Institute of Data Science and Biotechnology, Gladstone Institutes, San Francisco, CA, USA.
Maastricht Centre for Systems Biology (MaCSBio), Maastricht University, Maastricht, The Netherlands.
Genome Biol. 2020 Nov 9;21(1):273. doi: 10.1186/s13059-020-02181-2.

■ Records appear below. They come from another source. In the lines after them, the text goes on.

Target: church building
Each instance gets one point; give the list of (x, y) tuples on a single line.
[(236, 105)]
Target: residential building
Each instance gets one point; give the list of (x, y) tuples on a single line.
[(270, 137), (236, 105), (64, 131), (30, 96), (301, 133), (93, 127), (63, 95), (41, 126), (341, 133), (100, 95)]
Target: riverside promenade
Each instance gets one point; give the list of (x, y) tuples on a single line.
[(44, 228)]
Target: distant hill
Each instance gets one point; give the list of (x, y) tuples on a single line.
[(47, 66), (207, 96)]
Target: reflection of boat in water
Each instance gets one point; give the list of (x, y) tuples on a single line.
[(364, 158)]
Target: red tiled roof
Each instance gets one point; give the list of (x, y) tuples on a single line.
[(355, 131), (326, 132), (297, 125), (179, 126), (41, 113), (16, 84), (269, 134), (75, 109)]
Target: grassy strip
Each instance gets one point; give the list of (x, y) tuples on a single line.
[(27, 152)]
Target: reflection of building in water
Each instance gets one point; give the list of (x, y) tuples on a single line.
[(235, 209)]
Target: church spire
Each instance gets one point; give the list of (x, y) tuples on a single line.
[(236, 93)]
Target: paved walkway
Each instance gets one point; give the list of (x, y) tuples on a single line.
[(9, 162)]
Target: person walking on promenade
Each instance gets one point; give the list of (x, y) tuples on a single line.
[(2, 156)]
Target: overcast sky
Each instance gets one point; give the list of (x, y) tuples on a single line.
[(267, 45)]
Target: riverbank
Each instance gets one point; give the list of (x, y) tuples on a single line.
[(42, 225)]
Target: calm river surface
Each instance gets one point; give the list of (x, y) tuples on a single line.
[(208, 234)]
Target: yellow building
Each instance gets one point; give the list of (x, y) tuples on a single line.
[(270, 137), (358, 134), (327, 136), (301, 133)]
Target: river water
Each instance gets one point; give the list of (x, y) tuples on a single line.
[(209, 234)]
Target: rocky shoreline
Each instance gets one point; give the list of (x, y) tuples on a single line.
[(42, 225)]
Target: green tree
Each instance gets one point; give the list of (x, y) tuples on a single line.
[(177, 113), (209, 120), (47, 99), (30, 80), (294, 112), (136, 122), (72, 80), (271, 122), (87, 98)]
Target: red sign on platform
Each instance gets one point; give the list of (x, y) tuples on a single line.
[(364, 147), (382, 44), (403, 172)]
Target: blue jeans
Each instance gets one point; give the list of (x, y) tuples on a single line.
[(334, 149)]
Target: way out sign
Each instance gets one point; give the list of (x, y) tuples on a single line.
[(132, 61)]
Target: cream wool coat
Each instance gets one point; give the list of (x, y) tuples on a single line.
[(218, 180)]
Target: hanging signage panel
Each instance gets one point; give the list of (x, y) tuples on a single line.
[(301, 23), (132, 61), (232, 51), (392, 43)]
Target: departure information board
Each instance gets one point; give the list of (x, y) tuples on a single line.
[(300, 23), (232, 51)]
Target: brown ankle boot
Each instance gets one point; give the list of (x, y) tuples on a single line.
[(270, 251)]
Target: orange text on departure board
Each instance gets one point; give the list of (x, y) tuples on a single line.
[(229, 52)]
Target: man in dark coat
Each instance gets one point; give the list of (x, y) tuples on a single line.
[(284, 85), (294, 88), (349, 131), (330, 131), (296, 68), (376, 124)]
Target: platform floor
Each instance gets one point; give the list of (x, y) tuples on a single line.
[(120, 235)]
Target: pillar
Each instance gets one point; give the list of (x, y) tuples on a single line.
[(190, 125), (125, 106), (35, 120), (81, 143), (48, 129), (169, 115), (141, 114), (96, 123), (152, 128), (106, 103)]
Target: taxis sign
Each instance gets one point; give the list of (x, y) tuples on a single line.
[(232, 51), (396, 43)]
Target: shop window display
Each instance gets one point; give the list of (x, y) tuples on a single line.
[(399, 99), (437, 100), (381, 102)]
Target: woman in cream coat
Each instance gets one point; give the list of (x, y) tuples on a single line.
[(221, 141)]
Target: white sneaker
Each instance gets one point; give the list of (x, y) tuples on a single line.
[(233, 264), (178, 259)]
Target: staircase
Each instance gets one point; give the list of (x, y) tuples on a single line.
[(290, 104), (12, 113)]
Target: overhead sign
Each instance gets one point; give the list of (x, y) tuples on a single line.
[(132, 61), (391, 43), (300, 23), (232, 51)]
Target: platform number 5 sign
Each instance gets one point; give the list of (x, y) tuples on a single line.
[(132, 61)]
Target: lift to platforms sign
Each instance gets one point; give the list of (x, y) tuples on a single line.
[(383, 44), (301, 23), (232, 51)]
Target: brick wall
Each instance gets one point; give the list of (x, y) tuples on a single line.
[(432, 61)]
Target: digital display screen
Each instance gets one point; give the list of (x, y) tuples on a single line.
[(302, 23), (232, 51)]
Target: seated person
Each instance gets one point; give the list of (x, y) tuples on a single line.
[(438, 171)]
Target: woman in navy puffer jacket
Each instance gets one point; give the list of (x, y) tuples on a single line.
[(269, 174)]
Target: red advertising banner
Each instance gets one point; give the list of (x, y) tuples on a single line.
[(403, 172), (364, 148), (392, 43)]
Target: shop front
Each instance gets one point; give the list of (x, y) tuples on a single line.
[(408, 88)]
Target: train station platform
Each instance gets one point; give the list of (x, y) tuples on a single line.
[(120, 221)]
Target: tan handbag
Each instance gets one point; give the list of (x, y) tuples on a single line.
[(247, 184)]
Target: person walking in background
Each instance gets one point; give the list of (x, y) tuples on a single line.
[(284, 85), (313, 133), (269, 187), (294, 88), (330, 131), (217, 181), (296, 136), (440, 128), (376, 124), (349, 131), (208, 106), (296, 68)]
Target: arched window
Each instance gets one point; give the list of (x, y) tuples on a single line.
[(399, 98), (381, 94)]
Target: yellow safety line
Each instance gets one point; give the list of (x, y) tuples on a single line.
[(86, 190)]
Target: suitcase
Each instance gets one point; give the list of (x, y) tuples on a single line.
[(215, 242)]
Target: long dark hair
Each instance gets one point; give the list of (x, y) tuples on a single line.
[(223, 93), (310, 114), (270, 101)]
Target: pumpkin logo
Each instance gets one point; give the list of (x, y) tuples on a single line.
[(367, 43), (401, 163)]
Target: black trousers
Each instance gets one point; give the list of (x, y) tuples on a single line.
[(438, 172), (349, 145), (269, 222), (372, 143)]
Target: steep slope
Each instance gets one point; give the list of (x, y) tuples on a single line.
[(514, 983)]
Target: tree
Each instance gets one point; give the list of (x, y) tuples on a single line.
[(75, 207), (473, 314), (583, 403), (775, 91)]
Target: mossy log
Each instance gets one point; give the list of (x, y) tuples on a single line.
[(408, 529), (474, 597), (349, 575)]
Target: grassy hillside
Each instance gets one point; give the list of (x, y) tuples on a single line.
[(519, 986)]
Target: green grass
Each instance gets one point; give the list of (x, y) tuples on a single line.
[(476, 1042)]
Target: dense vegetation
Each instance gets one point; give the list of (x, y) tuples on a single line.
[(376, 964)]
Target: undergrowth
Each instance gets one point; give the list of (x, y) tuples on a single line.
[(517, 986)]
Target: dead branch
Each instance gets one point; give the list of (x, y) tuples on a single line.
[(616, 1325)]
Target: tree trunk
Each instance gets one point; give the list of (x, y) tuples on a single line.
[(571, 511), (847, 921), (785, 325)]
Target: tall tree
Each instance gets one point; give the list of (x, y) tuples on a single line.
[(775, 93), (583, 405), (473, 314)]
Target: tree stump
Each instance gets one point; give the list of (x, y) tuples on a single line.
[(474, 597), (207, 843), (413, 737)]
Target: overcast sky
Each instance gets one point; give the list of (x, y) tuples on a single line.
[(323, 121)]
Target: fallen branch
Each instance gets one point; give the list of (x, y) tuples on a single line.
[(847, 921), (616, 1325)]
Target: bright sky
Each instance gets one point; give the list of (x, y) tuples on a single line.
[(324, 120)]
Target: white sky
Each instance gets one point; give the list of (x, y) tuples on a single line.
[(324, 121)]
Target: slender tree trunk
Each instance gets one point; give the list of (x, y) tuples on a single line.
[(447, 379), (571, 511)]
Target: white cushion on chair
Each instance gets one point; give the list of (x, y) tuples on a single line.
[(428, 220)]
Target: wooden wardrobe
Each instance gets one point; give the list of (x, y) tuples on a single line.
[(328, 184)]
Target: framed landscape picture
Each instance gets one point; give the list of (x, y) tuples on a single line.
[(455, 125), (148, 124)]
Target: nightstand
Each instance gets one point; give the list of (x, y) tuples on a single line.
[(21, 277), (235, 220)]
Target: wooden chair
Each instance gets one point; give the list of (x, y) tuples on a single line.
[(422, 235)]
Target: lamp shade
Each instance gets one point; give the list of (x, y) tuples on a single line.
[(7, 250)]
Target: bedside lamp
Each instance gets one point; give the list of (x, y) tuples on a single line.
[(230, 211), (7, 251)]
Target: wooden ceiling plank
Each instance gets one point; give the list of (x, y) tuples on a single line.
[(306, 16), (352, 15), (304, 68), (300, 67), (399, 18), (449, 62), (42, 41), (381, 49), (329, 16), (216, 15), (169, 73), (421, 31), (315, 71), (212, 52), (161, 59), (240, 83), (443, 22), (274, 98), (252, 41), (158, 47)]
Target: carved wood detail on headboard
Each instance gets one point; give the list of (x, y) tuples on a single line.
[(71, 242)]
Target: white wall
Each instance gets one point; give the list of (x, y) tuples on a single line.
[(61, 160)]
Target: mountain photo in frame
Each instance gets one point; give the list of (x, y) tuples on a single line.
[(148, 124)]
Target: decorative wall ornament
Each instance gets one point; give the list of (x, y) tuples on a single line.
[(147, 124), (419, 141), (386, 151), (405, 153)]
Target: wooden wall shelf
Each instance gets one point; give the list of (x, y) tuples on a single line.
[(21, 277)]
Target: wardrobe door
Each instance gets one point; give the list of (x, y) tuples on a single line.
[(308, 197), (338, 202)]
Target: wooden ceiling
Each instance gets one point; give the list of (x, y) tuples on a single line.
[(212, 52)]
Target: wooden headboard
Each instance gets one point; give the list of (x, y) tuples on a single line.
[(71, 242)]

Thousands of pathway diagrams are published each year as static figures inaccessible to computational queries and analyses. Using a combination of machine learning, optical character recognition, and manual curation, we identified 64,643 pathway figures published between 1995 and 2019 and extracted 1,112,551 instances of human genes, comprising 13,464 unique NCBI genes, participating in a wide variety of biological processes. This collection represents an order of magnitude more genes than found in the text of the same papers, and thousands of genes missing from other pathway databases, thus presenting new opportunities for discovery and research.
每年都会发表数千张路径图,但这些图都是静态的,无法进行计算查询和分析。我们结合使用机器学习、光学字符识别和人工编辑,从 1995 年至 2019 年发表的路径图中确定了 64643 张,并从中提取了 1112551 个人类基因实例,包含 13464 个独特的 NCBI 基因,参与了各种各样的生物过程。与同一批论文的文本相比,该数据集包含的基因数量多了一个数量级,而且还包含了其他通路数据库中缺失的数千个基因,因此为发现和研究提供了新的机会。